Depending on fire severity, rabbitbrush, Utah serviceberry (Amelanchier utahensis), desert peach (Prunus andersonii) and mountain snowberry (Symphoricarpos orbiculatus) may increase after fire due to their ability to sprout. Douglas’ rabbitbrush is top-killed by fire, but sprouts vigorously after fire (Kuntz 1982, Akinsoji 1988). Mountain snowberry is also top-killed by fire, but resprouts after fire from rhizomes (Leege and Hickey 1971, Noste and Bushey 1987). Snowberry has been noted to regenerate well and exceed pre-burn biomass in the third season after a fire (Merrill et al. 1982). Utah serviceberry resprouts from the root crown. If balsamroot is common before fire, they will increase after fire or with heavy grazing (Wright 1985). As cheatgrass increases fire frequencies will also increase, at frequencies between 0.23 and 0.43 times a year, even sprouting shrubs such as rabbitbrush will not survive (Whisenant 1990).

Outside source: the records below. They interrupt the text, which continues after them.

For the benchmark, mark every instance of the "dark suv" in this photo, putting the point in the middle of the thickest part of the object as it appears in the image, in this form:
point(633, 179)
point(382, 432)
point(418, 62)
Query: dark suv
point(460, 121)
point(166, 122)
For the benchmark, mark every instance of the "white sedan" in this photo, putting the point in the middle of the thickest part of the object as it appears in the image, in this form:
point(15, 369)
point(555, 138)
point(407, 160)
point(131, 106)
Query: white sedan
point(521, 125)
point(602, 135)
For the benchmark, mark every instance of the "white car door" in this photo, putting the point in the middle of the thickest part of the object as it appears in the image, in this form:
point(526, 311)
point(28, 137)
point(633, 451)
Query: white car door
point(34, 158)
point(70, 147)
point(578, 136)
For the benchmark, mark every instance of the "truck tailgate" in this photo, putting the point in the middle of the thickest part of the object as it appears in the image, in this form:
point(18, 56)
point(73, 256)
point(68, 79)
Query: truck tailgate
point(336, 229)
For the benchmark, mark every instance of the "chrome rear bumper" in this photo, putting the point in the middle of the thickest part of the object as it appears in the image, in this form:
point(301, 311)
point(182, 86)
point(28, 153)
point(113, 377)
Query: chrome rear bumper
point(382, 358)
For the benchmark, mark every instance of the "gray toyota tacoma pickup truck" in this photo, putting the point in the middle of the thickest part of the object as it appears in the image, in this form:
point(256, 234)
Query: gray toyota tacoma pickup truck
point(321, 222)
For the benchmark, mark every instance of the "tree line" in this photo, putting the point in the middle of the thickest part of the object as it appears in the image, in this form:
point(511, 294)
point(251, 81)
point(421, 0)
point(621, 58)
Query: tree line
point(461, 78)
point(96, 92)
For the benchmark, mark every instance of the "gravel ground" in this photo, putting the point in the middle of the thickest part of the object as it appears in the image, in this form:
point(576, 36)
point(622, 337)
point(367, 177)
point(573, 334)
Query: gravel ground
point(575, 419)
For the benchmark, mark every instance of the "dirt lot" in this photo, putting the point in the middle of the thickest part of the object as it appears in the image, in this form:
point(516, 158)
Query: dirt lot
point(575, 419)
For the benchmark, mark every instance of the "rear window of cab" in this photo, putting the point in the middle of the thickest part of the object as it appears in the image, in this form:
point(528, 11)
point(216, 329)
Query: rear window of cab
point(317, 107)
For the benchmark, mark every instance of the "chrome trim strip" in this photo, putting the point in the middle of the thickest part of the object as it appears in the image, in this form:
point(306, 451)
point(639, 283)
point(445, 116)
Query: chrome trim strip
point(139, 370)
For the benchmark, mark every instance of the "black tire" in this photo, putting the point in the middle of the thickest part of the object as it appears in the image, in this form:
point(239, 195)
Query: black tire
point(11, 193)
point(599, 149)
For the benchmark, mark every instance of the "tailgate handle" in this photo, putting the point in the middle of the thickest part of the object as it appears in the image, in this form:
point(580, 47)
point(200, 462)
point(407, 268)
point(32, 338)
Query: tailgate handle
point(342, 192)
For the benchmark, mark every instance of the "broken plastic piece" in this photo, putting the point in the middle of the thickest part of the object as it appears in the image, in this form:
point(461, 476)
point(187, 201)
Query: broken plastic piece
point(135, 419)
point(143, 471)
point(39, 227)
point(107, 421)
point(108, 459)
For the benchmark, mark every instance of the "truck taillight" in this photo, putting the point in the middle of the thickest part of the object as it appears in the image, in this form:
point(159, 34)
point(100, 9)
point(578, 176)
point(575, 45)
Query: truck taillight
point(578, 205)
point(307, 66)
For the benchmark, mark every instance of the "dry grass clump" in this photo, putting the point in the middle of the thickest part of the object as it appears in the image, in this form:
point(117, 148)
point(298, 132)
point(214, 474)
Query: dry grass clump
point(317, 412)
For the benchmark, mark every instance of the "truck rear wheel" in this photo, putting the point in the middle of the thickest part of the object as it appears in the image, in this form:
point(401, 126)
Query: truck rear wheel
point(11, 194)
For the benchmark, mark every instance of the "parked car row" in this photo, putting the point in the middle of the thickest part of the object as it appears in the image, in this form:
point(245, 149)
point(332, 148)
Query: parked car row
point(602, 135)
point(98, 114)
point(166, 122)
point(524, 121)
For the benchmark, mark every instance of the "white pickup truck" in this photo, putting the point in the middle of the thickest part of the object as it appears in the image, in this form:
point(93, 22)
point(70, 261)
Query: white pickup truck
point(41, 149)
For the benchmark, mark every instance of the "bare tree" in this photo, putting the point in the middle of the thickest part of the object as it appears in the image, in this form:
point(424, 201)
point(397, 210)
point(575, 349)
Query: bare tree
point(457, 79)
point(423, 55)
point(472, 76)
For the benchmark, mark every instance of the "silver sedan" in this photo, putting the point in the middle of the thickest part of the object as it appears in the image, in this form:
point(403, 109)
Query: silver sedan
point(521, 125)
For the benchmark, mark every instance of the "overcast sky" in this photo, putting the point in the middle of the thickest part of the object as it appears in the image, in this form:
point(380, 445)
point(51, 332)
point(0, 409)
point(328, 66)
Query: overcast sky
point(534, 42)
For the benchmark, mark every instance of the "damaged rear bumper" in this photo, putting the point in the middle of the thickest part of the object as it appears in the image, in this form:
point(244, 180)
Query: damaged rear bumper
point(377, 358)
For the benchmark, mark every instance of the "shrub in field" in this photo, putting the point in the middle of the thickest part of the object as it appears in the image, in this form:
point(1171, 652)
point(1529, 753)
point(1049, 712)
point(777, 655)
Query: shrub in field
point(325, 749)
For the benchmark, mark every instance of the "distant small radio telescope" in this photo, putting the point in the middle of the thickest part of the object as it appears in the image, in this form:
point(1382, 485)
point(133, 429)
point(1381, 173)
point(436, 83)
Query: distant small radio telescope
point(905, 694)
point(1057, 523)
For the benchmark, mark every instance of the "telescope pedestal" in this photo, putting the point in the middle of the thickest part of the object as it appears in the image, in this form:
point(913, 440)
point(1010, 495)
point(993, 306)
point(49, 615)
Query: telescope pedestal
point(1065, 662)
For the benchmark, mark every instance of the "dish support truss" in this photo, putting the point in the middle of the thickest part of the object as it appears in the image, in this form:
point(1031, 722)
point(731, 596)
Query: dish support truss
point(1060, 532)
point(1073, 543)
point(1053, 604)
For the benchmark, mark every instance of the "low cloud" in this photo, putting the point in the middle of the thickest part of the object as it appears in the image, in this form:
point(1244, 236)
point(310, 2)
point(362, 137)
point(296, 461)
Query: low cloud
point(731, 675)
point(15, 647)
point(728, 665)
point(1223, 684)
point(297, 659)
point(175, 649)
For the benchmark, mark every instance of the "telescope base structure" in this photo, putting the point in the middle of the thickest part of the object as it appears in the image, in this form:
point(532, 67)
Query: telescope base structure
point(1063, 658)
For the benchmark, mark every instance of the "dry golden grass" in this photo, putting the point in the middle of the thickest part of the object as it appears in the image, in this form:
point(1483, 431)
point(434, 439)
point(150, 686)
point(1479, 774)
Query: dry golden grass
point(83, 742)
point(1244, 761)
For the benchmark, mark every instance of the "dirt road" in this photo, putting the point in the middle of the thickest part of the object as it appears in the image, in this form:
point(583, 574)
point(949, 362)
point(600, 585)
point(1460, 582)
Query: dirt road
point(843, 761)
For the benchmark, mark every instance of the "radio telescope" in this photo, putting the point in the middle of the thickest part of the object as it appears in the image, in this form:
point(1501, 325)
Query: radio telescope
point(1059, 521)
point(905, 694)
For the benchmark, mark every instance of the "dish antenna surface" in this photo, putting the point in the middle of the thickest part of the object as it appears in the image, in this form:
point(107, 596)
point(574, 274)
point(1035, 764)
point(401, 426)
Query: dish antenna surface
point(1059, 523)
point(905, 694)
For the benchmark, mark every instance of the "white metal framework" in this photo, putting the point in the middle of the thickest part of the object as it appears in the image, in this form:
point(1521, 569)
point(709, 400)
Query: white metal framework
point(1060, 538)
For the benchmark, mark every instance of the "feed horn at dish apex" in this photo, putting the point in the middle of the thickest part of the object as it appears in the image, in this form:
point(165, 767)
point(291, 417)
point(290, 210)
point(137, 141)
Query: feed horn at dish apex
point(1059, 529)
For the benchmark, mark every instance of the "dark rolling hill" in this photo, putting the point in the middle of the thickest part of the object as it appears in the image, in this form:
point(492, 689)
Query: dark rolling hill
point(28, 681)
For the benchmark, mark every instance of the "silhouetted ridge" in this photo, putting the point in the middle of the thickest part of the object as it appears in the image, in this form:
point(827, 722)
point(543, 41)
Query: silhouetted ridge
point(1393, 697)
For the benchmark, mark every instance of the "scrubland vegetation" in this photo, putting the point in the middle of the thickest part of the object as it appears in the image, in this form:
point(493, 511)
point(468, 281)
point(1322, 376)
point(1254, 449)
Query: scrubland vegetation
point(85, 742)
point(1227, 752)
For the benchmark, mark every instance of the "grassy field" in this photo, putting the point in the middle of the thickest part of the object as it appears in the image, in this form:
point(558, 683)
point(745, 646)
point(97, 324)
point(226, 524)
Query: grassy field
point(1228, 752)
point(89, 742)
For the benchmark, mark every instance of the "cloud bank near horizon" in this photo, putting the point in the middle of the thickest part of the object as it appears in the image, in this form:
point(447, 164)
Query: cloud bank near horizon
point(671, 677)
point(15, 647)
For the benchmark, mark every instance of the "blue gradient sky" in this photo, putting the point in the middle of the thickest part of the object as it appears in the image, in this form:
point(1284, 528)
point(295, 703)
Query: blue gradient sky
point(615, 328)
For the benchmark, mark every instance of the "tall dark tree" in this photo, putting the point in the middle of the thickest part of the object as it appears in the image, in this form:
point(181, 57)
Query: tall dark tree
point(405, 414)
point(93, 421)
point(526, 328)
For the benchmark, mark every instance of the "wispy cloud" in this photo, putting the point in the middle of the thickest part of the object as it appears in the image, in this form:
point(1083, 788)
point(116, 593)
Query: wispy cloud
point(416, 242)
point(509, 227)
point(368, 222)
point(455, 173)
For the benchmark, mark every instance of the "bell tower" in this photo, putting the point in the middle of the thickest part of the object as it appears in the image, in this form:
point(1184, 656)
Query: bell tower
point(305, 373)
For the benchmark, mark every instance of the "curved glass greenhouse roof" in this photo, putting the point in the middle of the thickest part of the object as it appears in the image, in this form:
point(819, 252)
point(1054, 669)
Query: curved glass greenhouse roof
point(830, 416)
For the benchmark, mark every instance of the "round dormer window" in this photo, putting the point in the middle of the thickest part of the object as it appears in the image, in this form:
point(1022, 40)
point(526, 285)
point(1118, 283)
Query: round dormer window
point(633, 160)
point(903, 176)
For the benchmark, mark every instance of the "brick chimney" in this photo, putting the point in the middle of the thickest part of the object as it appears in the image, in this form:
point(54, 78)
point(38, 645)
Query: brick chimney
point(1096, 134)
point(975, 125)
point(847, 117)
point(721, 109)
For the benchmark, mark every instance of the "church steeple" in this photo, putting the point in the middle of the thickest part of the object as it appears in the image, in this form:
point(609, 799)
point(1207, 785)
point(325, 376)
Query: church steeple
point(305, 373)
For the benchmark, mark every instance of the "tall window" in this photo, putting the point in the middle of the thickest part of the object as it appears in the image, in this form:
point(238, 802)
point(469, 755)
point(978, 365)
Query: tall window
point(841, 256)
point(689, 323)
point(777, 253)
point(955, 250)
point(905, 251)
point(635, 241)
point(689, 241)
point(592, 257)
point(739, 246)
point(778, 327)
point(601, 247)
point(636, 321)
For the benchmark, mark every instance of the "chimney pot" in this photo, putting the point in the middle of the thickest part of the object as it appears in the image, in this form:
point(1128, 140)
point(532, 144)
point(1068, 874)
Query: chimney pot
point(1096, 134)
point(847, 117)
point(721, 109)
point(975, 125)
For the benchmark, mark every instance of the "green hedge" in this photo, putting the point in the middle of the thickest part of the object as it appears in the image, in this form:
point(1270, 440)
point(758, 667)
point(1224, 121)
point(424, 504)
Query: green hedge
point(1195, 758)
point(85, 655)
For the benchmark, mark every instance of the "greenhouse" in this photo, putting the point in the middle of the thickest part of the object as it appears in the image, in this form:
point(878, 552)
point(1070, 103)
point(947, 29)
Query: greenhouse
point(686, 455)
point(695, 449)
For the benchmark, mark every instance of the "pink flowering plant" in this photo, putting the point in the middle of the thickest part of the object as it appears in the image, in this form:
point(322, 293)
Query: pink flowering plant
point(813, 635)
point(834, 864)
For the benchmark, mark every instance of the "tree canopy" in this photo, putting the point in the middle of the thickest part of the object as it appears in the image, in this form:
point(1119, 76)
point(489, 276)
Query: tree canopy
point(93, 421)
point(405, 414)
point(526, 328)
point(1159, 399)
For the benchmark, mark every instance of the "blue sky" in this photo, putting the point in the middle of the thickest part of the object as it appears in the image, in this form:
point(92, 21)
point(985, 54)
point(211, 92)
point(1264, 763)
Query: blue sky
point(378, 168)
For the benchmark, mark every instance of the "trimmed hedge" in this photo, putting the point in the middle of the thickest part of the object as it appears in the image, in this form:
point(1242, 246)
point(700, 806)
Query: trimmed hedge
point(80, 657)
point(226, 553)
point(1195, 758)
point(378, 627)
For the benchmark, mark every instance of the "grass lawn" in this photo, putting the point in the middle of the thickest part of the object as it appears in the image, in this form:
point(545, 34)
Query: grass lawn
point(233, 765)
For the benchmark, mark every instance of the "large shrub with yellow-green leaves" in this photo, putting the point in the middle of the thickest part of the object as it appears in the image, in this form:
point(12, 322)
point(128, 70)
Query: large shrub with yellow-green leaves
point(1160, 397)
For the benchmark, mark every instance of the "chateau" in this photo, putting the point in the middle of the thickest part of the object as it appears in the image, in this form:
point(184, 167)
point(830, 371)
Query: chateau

The effect of fire on bunchgrasses relates to culm density, culm-leaf morphology, and the size of the plant. The initial condition of bunchgrasses within the site along with seasonality and intensity of the fire all factor into the individual species response. For most forbs and grasses the growing points are located at or below the soil surface providing relative protection from disturbances which decrease above ground biomass, such as grazing or fire. Thus, fire mortality is more correlated to duration and intensity of heat which is related to culm density, culm-leaf morphology, size of plant and abundance of old growth (Wright 1971, Young 1983)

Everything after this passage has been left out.